I reacted to the claim "Isn’t autovectorization still pretty shoddy for SVE?" by saying "no it's not pretty shoddy, for any reasonable definition of the term, and here's my evidence for why".

And was piled on for doing so. But it seems that you AGREE with what I am saying.

I never claimed that any random code anywhere could be recognized as a matrix multiply. I claimed that it is a specific goal of LLVM (and has been for quite a few years) to handle appropriately written matrix (or vector) code on the optimal hardware

You seem to be hung up on the idea of "autovectorization means I take the crappiest spaghetti C code, feed it into the compiler, and SME comes out".
But I don't care about that. What I care about is that a person writes code using appropriate abstractions (for example a templated class in C++) that allows them to write what they want and still compile to NEON or SME. This is perfectly feasible and being done today.
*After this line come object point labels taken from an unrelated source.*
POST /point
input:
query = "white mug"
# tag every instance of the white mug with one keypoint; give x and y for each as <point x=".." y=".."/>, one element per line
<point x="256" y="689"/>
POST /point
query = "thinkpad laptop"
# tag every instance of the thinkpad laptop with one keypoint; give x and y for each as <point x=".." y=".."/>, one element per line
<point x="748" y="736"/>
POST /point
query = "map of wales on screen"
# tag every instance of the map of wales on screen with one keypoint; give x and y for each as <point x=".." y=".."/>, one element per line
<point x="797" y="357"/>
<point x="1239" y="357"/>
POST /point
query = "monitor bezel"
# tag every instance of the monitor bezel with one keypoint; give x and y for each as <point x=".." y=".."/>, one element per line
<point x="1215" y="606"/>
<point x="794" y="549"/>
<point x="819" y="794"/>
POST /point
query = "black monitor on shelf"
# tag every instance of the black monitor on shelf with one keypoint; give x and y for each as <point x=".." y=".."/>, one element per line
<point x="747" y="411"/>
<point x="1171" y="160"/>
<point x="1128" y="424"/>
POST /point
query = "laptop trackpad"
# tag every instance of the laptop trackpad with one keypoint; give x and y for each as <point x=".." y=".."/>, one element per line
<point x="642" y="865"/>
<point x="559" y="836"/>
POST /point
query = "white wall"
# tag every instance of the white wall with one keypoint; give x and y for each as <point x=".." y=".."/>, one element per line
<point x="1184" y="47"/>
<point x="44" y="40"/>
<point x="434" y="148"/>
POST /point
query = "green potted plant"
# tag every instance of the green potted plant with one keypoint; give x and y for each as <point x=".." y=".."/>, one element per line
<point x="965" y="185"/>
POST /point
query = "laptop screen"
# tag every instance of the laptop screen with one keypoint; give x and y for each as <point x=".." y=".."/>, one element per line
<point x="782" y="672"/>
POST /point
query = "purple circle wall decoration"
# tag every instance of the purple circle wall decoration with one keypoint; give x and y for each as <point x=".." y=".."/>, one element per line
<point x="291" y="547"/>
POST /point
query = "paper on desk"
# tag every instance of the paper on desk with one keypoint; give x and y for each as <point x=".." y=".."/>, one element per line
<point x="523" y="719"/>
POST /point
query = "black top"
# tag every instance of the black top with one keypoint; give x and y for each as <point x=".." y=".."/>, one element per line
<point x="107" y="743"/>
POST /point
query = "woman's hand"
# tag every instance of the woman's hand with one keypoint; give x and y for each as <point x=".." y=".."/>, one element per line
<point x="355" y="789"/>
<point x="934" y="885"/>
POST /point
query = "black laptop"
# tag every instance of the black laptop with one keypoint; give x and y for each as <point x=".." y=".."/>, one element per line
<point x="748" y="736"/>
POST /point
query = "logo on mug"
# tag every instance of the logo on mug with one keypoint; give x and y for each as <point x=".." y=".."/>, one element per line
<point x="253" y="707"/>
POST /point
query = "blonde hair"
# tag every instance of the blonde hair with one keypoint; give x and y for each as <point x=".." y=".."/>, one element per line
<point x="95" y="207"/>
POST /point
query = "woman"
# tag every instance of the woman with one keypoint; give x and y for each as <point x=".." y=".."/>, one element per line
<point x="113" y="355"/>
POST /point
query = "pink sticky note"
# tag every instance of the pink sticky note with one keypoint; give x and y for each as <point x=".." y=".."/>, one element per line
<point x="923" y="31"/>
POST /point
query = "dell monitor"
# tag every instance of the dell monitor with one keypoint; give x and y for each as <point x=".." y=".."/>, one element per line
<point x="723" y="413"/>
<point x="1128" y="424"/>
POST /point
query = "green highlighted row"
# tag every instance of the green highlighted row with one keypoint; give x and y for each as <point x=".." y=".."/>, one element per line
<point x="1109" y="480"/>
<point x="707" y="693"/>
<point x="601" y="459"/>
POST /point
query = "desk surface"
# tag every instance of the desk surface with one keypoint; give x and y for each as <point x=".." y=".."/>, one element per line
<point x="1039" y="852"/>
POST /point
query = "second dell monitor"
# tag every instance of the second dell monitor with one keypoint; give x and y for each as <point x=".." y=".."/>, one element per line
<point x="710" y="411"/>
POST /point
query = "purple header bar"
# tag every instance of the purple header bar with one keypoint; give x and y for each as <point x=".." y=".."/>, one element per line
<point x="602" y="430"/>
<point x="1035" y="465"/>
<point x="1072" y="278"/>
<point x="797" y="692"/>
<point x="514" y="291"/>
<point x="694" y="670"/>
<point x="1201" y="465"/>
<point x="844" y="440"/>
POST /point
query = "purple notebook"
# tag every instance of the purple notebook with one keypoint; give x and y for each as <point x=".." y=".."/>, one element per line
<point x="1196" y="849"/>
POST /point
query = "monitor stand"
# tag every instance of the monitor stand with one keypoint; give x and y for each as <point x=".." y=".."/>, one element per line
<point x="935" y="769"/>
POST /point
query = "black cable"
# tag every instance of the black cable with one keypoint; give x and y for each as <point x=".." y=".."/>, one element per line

I don't understand why the uninteresting case of "take some bad code that is 40 years old and refuse to modify it" rather than "use modern languages and modern methodology" is your benchmark of success.

@Doug S expressed skepticism that SPEC is, at this point, getting anything out of SME with any actually-existing compiler. I agree with him; I seriously doubt it is. (SPECfp might be a little bit, but probably not to any sort of breakthrough degree.)

Feel free to do a run yourself and check. That would be interesting and valuable information.